Два рассказа Карела Чапека, которые я хочу представить вниманию читателя, - именно о связях между словами. Под маской «юмористических» рассказов таятся два шедевра прозорливой интуиции. В обоих случаях проверяются лингвистические связи. Но связи эти разные. Одни, практические, помогают ответить на вопросы «жизни и смерти». Другие поднимают на уровень головокружительных поэтических ассоциаций. Но есть и такие, что уводят в пустыню бессодержательных журналистских клише.
Переводя на сегодняшний язык, «искусственные интеллекты» могут быть разные. Нам предстоит это понять. Чапек уже почувствовал это - до нас.
Поэт
Заурядное происшествие: в четыре часа утра на Житной улице автомобиль сбил с ног пьяную старуху и скрылся, развив бешеную скорость. Молодому полицейскому комиссару Мейзлику предстояло отыскать это авто. Как известно, молодые полицейские чиновники относятся к делам очень серьезно.
- Гм... - сказал Мейзлик полицейскому номер 141. - Итак, вы увидели в трехстах метрах от вас быстро удалявшийся автомобиль, а на земле - распростертое тело. Что вы прежде
всего сделали?
- Прежде всего подбежал к пострадавшей, - начал полицейский, - чтобы оказать ей первую помощь.

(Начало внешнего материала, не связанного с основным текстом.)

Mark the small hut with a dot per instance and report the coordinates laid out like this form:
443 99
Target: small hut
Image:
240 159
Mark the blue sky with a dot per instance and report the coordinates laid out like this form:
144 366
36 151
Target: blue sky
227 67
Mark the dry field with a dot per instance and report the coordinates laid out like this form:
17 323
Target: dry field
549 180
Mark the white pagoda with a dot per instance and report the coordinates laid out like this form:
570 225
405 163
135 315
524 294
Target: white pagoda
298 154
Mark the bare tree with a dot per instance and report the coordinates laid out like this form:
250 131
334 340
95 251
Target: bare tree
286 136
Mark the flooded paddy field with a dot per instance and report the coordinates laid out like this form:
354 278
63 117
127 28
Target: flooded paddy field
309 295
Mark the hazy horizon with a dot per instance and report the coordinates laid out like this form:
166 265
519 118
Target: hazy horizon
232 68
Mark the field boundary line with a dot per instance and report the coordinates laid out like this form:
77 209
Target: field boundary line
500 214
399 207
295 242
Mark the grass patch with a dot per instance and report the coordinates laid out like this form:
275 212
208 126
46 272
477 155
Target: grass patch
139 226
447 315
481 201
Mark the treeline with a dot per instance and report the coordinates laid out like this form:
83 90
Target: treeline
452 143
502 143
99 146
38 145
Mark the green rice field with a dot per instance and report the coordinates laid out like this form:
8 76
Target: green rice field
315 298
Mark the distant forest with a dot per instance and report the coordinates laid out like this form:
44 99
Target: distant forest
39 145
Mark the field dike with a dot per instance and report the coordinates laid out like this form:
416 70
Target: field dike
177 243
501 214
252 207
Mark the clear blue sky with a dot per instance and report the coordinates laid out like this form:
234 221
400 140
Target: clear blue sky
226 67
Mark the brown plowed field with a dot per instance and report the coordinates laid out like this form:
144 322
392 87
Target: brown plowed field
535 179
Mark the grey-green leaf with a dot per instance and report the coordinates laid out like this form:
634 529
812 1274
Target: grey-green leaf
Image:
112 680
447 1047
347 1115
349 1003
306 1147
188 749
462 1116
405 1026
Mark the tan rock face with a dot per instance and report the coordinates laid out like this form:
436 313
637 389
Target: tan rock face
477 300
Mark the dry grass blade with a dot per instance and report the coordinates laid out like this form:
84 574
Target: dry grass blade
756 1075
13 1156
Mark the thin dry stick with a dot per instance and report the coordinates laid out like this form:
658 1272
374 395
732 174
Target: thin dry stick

- Сначала надо было заметить номер машины, - проворчал Мейзлик, - а потом уже заниматься этой бабой... Впрочем, и я, вероятно, поступил бы так же, - добавил он, почесывая голову карандашом. - Итак, номер машины вы не заметили.
Ну, а другие приметы? - По-моему, - неуверенно сказал полицейский номер 141, -
она была темного цвета. Не то синяя, не то темно-красная. Из глушителя валил дым, и ничего не было видно.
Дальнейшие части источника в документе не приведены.